SirixDB - A versioned NoSQL data store for XML and JSON
Feel free to contribute on GitHub π
Hi all,
I just created my first ever Vue.js project to build a web front-end for SirixDB and to learn about single page apps, TypeScript, D3.js, Vue.js and the front-end world in general.
Please bear with me, I just made the post much more readable :-)
I first wanted to say a few things about what the purpose of SirixDB is and why we need another (versioned) database system.
SirixDB
SirixDB is all about efficient versioning of your data (currently XML and JSON stored in a binary format).
That is on the one hand it reduces the storage cost of storing a new revision during each transaction-commit while balancing read- and write-performance through a novel sliding snapshot algorithm and dynamic page compression. On the other hand SirixDB supports easy time travel query capabilities for instance to open a specific revision by a timestamp or several revisions by a given timespan, to navigate to future or past versions of nodes in the tree-structure and so on. It basically never overwrites data, batches writes and syncs them sequentially.

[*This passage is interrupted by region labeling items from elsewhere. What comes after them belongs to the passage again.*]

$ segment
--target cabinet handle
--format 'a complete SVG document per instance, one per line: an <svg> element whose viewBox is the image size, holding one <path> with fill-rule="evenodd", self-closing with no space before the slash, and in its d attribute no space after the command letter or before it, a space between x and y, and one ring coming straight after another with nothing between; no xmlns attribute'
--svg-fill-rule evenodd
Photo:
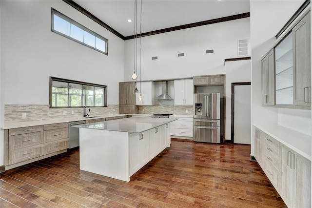
<svg viewBox="0 0 312 208"><path fill-rule="evenodd" d="M287 166L291 166L291 156L292 155L292 152L289 151L287 152Z"/></svg>
<svg viewBox="0 0 312 208"><path fill-rule="evenodd" d="M23 140L23 142L27 142L28 141L33 141L33 139L28 139L27 140Z"/></svg>
<svg viewBox="0 0 312 208"><path fill-rule="evenodd" d="M304 90L303 93L304 96L304 102L308 103L308 101L309 101L309 88L305 87L303 88L303 90Z"/></svg>
<svg viewBox="0 0 312 208"><path fill-rule="evenodd" d="M291 168L294 169L294 153L291 155Z"/></svg>

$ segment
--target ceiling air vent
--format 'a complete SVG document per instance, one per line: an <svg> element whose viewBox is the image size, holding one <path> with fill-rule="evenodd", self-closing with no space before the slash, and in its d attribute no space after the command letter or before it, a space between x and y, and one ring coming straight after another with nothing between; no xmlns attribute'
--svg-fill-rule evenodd
<svg viewBox="0 0 312 208"><path fill-rule="evenodd" d="M248 40L239 40L238 42L238 56L247 56L248 55Z"/></svg>

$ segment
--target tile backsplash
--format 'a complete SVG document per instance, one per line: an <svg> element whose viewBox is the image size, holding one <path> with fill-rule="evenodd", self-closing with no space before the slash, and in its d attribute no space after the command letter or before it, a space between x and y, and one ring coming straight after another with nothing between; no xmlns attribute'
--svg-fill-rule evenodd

It's heavily inspired by ZFS and Git. It borrows some ideas and puts these to test on the sub-file level.
In stark contrast to other approaches SirixDB combines copy-on-write semantics with database page-level versioning and does not require a write-ahead-log for consistency (a new UberPage is created last, when a new revision is committed to persistent storage).
The storage engine has been written from scratch and a resource in a SirixDB database basically consists of many hash-array based tries underneath an UberPage, which is the main entry point.
It all started around 2006 as a university / Ph.D. project of Marc Kramis. I already worked on the project since 2007 and did my Bachelor's Thesis, Master's Thesis, the Bachelor and Master projects as well as several HiWi-Jobs on topics regarding the project and I'm still more eager than ever to put forth the idea of a versioned, analytics plattform to perform analytical tasks based on current as well as the history of the data.
sirixdb / sirix
SirixDB facilitates effective and efficient storing and querying of your temporal data. Every commit stores a space-efficient snapshot. It is log-structured and never overwrites data. SirixDB uses a novel page-level versioning approach called sliding snapshot.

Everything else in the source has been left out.